Blah.
Bleh.
Harumph.

Those words pretty much sum up my ambition lately.

I could blame it on a few things: 4 months ago I moved to a new city, and I’m still finding my feet; I’m an empty-nester now that both my daughters are off to college; Winter/The holiday season is traditionally my slow time of year for work (few weddings, counseling clients are taking breaks, etc.); It’s soooo cold and gloomy!

Regardless of where the “blame” lies, I’m feeling dry, dark, uninspired. I want to crawl into bed or lie on the couch and just drift.

And, I can do that. I have all the tools to be a really successful rest-er. I can nap, watch TV, journal, read a bit, or do a crossword puzzle. I can even tell myself that I’m in a cocooning phase, that I’ve got internal work to do and will soon be emerging into a glorious butterfly…or perhaps an interesting moth.

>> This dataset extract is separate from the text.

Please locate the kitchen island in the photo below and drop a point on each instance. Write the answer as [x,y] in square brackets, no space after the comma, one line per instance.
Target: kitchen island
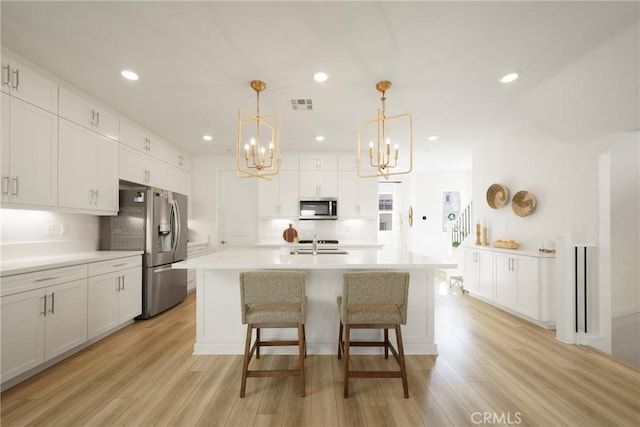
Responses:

Some days it is easier to be gentle with myself and let this resting be “ok”. I support myself with positive self-talk and open myself into the sacred space to simply be present with what is and all the feelings that arise.

And some days I wander the house, stare into the fridge or cupboards for “just a bite of something”, wish I had planned lunch with a friend, resent the load of laundry that needs to be washed, and wear the crankiest cranky pants EVER! I moan and groan (mostly internally) that I need to be DOING something, even though I’m not sure in which direction that “something” lies. Because, you know, by golly, that if I DID know, I would track it down, do it, and check it off my damn list! I could point to that thing and claim success. I could tell someone else how I am moving in the direction of my goal. Of course, that leads me to question how much of what I do is so I can claim it and tell someone else?

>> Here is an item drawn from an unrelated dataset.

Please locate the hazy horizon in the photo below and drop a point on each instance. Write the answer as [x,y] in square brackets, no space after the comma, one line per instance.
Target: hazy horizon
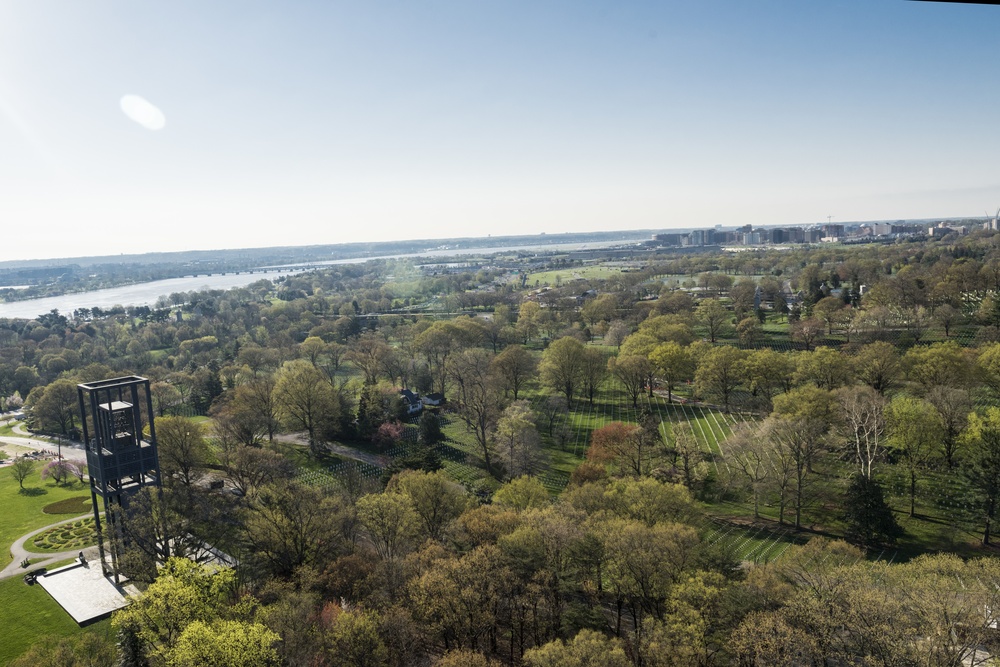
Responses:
[158,128]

Learning to flow with the seasons of life ain’t always easy, my friends. And, just when I think I’ve found my flow, even in the not-so-flowy times, I smash into a rock of judgement that says that I’m a failure because I am not producing. And, then I get to unpack the self-worth baggage again. I have to remember that my worthiness as a person is not intrinsically connected to checking things off a list or have a finished “product” to show off.

I hate those rocks of judgement! And, I also understand that they exist to make me pause, to create a space, and hold up a mirror for me to see (again) what old story tape in my brain is no longer serving me and needs to be released. In looking within and examining my stories, I get to decide who I am and how I show up in the world.

Perhaps that is inspiring enough for today.